Bromley et al. (2000) constate chez le turbot qu’un déficit d’alimentation 4 à 8 mois avant la période de reproduction a des effets très négatifs sur la qualité des ovocytes.

Tous les poissons ne sont pas forcément affectés de la même façon. Les plus adaptés aux conditions d’élevage, généralement dominants, continuent à s’alimenter convenablement, au détriment des autres poissons.

Il est donc important de nourrir les géniteurs au niveau requis (Rochard, 2011) et garantir leur bon état de santé pour espérer renouer avec le succès en matière de reproduction. De l’aliment (crevette) a été distribué aux poissons à partir de début juin dans les bassins de reproduction. L’alimentation dans les structures de reproduction est toutefois difficile à réaliser et ne peut être optimisée. Comme cela a été dit, les poissons y sont soumis à de nombreux stress limitant les quantités ingérées. De plus ils doivent disposer des réserves nécessaires, avant entrée en période de reproduction. Il est donc important qu’ils aient

31 achevé leur pleine croissance dans les bassins de grossissement avant transfert en structure de reproduction.

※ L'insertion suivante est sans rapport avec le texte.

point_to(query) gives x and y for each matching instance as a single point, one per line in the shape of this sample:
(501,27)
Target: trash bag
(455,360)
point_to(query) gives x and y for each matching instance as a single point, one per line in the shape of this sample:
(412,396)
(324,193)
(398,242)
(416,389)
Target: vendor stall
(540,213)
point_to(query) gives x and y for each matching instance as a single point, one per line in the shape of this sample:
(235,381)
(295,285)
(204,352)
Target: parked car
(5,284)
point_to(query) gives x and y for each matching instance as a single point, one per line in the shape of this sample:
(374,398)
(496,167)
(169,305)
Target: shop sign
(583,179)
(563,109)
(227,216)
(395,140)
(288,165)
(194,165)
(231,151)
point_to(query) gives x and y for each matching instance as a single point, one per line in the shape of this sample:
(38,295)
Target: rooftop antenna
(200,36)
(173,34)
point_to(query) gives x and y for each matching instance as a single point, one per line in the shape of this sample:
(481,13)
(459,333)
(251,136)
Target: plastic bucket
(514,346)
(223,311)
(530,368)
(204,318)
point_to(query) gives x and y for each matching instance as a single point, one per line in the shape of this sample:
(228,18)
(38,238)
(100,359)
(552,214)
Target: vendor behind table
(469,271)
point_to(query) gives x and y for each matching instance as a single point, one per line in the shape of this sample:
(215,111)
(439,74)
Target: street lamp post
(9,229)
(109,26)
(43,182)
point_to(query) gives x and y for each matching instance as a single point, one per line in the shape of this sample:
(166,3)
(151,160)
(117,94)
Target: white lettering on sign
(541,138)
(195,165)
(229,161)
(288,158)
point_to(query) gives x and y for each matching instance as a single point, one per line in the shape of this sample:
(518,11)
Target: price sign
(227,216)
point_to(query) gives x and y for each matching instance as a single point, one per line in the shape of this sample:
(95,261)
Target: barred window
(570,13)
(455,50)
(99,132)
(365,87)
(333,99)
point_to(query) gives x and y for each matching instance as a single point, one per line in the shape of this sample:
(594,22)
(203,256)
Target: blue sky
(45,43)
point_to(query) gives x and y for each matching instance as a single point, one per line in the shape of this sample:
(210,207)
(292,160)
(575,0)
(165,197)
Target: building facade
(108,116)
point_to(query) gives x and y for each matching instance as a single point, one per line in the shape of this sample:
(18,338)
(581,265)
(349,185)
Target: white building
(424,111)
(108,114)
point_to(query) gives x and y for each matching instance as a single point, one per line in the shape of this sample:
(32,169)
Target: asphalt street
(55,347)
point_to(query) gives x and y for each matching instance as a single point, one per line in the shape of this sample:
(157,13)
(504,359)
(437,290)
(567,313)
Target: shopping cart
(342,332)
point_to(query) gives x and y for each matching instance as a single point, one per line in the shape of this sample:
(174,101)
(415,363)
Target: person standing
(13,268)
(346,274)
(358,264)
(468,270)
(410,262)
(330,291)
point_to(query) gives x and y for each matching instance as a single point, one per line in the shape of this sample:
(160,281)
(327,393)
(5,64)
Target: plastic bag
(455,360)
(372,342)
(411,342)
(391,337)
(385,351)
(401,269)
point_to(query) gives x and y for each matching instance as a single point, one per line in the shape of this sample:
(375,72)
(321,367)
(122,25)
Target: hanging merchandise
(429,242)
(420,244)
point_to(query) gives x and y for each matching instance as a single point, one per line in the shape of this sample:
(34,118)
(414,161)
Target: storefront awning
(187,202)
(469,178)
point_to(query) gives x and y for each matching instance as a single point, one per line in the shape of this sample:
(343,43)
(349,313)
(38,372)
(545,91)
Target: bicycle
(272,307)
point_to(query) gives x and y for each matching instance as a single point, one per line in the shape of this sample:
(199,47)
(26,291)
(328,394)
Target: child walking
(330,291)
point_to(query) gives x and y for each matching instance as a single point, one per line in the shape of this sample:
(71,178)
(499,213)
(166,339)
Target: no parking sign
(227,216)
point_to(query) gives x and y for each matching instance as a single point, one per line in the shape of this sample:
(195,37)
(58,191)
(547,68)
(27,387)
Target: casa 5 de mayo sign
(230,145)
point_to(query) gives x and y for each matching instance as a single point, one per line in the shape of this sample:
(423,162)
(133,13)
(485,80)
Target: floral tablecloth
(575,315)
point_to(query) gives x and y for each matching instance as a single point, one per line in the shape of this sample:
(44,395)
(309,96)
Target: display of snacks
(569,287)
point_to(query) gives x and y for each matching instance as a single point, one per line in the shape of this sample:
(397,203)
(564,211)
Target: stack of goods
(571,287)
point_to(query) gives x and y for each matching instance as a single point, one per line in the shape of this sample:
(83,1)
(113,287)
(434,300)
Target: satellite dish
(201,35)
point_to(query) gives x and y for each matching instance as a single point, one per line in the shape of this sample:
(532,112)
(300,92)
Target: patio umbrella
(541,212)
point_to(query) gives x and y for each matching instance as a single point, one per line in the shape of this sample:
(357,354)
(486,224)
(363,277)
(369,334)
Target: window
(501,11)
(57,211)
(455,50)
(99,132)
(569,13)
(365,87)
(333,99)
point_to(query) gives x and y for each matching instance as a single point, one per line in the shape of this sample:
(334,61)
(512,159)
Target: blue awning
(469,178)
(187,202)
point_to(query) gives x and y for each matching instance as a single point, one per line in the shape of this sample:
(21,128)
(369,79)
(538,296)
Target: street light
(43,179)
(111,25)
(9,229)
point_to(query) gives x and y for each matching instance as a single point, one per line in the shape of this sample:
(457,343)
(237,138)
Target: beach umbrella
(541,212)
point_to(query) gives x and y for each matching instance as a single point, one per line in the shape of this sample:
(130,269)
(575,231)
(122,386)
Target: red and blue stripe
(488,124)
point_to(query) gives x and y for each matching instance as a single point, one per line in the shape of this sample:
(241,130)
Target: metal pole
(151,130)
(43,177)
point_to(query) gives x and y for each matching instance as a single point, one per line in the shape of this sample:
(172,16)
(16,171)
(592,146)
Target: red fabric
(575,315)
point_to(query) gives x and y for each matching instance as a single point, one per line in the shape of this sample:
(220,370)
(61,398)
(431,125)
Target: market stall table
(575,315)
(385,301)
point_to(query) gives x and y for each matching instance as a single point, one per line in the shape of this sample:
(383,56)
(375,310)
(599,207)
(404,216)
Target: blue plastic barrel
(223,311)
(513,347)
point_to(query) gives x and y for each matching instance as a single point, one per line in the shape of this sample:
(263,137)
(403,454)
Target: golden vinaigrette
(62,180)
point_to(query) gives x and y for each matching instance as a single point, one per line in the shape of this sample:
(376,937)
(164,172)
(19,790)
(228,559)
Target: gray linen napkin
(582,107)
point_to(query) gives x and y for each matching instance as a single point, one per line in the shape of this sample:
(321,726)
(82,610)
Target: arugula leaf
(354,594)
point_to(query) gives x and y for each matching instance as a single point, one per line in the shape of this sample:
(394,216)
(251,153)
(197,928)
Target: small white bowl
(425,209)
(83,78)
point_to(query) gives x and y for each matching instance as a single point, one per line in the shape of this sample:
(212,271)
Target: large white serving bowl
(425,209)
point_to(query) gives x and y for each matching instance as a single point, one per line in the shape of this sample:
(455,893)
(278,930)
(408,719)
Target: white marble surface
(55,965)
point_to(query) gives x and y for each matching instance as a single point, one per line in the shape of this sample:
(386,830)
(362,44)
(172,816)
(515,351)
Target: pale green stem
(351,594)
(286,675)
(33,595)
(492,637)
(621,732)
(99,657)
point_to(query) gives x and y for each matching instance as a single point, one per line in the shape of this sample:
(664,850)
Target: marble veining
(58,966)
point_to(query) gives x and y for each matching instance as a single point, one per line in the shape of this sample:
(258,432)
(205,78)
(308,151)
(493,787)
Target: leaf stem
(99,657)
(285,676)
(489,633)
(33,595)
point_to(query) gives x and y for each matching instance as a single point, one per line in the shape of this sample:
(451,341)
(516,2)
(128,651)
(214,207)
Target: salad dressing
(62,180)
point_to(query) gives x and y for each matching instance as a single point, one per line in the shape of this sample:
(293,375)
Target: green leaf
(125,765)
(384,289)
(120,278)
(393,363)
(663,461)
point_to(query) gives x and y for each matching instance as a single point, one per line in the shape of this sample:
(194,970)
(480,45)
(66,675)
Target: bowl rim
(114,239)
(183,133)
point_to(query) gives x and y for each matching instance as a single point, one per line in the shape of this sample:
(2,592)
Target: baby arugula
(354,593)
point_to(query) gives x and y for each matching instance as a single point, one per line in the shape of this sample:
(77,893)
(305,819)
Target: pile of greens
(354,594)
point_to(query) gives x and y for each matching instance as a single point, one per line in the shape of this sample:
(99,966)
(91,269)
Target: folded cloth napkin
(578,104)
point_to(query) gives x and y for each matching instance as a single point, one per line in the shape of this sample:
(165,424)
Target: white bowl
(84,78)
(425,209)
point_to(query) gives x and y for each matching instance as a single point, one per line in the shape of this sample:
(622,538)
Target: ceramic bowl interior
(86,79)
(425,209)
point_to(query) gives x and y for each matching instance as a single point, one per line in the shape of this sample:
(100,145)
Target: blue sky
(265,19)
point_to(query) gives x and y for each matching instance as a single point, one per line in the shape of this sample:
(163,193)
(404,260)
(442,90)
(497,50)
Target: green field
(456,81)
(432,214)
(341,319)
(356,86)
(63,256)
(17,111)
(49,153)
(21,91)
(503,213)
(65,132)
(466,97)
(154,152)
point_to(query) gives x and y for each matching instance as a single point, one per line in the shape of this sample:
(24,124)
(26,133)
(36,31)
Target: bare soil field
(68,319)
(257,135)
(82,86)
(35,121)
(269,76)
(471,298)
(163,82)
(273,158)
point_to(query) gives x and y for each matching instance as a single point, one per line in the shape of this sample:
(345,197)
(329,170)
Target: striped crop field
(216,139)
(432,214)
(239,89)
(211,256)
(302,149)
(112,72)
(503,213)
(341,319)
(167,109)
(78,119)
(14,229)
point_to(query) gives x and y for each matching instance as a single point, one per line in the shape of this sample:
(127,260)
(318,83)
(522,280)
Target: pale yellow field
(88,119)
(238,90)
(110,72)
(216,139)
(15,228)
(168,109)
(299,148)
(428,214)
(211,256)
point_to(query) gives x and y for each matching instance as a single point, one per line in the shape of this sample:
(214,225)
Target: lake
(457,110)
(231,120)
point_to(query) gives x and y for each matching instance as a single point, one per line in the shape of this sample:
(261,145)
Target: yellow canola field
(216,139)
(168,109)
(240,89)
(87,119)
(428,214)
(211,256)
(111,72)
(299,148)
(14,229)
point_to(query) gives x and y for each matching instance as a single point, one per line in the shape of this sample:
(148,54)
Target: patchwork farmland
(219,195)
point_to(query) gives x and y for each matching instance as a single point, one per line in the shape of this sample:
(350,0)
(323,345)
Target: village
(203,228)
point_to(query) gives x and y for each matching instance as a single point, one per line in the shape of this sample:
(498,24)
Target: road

La gestion de l’élevage générant le moins de stress doit être recherchée, que ce soit en période de grossissement ou de reproduction. Il est préférable que le déplacement des animaux pour les reproductions s’effectue après atteinte par les femelles du stade 4 de la vitellogénèse. Ainsi les biopsies peuvent être limitées en nombre et sont réellement informatives.

La saison 2015 a donc été marquée par l’impossibilité de faire ovuler les femelles.

Ceci implique que les femelles doivent résorber leurs ovocytes durant les mois à venir. Ce « travail physiologique et métabolique » semble délicat à gérer pour les femelles depuis quelques années.

Ceci amène une question importante sur la gestion de ces poissons. Doit-on essayer à tout prix de les leur faire évacuer les ovocytes ? Doit-on accompagner la femelle durant sa résorption et l’atrésie ? Doit-on maintenir la femelle dans des conditions qui puissent l’amener à maturer pour la saison suivante ? Doit-on envisager de réaliser des reproductions décalées ?

La gestion particulière de quelques géniteurs est possible dans Sturio 1, dans le cadre d’une stabulation à température basse pour amener le poisson jusqu’à la saison suivante. Ce type de stratégie est développée dans les élevages russes.

Cet aspect de la gestion des géniteurs post-reproduction est crucial dans le cas d’un stock à effectif réduit comme le nôtre. Le traitement de ces questions nécessite le recours à des compétences extérieures spécialistes de la reproduction des poissons, et idéalement des esturgeons.